– Лето. Жарко. – начинаю пересказывать Кириллу Андреевичу всё, что вижу. – Мы с мамой выходим из машины и подходим к забору. Он настолько высок, что мне приходиться запрокинуть голову, чтобы увидеть на самом его верху… Что это там? Пики… Да… Острые… Мне нравится, как они блестят на солнце. Переливаются золотом… В заборе есть вход. Массивный… С широкими воротами. Темно-красными… Нет… Ближе к бардовым… Примерно на три тона темнее забора из красного кирпича. Кирпичики теплые… Почти горячие. Я провожу по ним ладошкой и слышу мамино:

«Не трогай! Руки испачкаешь!»

Она нервничает. Я чувствую это… Чувствую по тому, как крепко она сжимает мою ладонь в своей… Почему нервничает? Не знаю… А хотя… Хотя знаю… Из-за папы…

«Папа, ты же знаешь, что случилось! Точно знаешь! Расскажи мне! Или я пойду к нему!»

Вдруг «кадр» на секунду завис, а потом бесследно исчез. Словно телевизор сломался. Я попыталась его «починить». Не получилось…

– Дальше! – настойчиво ворвалось в уши.

– Кадр оборвался… Не вижу, – сообщила я единственному зрителю своего «спектакля».

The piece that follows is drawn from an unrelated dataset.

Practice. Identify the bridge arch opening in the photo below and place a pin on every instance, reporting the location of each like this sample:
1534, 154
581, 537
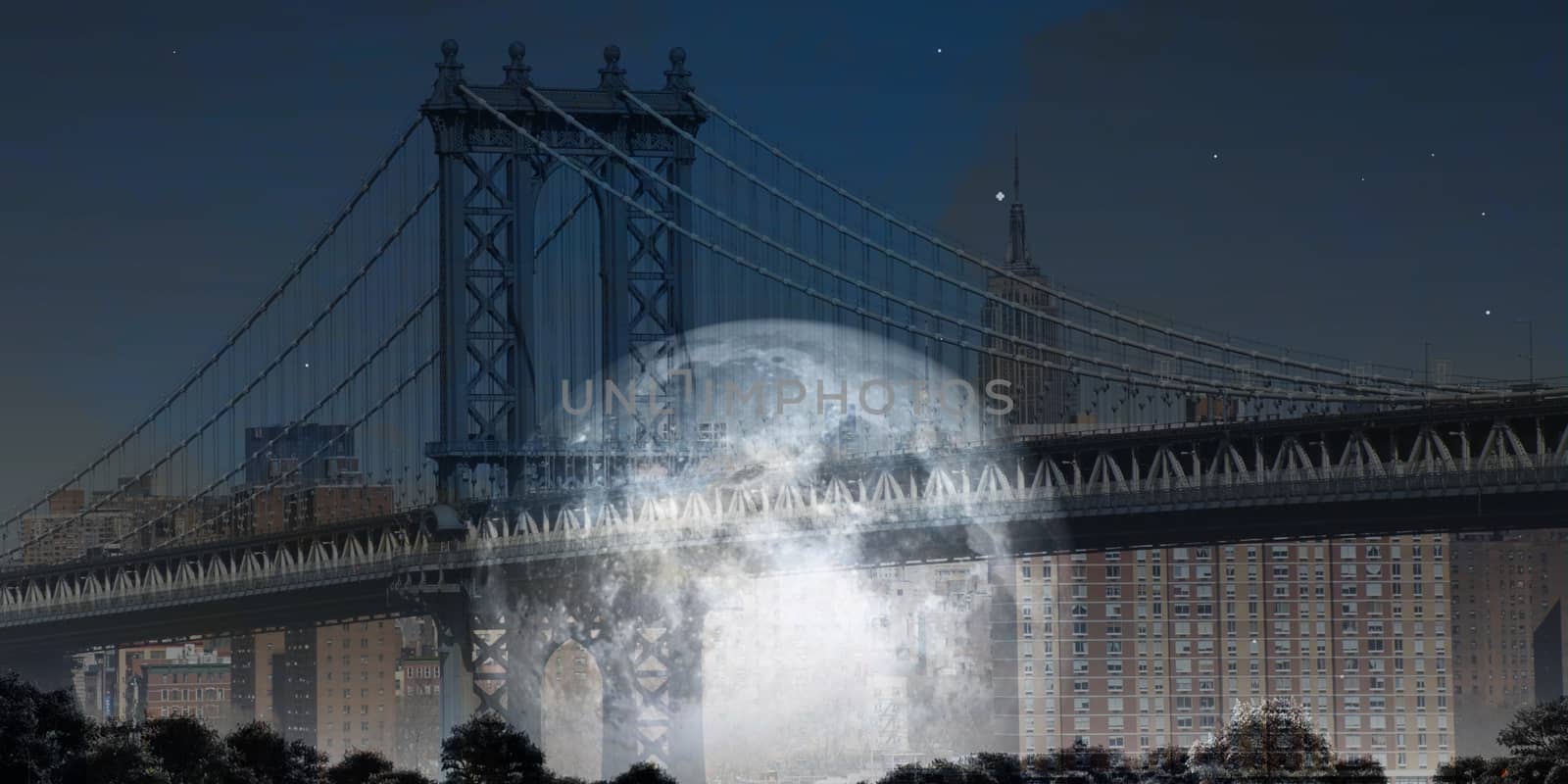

– Кто сказал то, что ты сейчас передала?

Я взглянула на Кирилла Андреевича и заметила, что он снова сидит в своем кресле, и задумалась:

«Когда он отошел от меня? Почему я не заметила? Ах да, он отошел раньше. Еще предложил мне присесть в кресло напротив. Как же я устала от этих воспоминаний!»

– Екатерина, ты здесь?

– Где ж еще… – с досадой пробурчала я.

– Ответь на вопрос! – Прозвучало настойчиво.

– Повторите его… Пожалуйста.

– Кто сказал фразу: «Ты же знаешь, что случилось»?

– Мама.

– Кому?

– Дедушке…

– Его не было в тот день с вами.

– Она это сказала раньше…

– Меня не интересует то, что было раньше. Необходимо, чтобы ты вспомнила то, что произошло в моем саду.

– Вашем?

– Так… Похоже, ничего не выйдет… Не справляешься.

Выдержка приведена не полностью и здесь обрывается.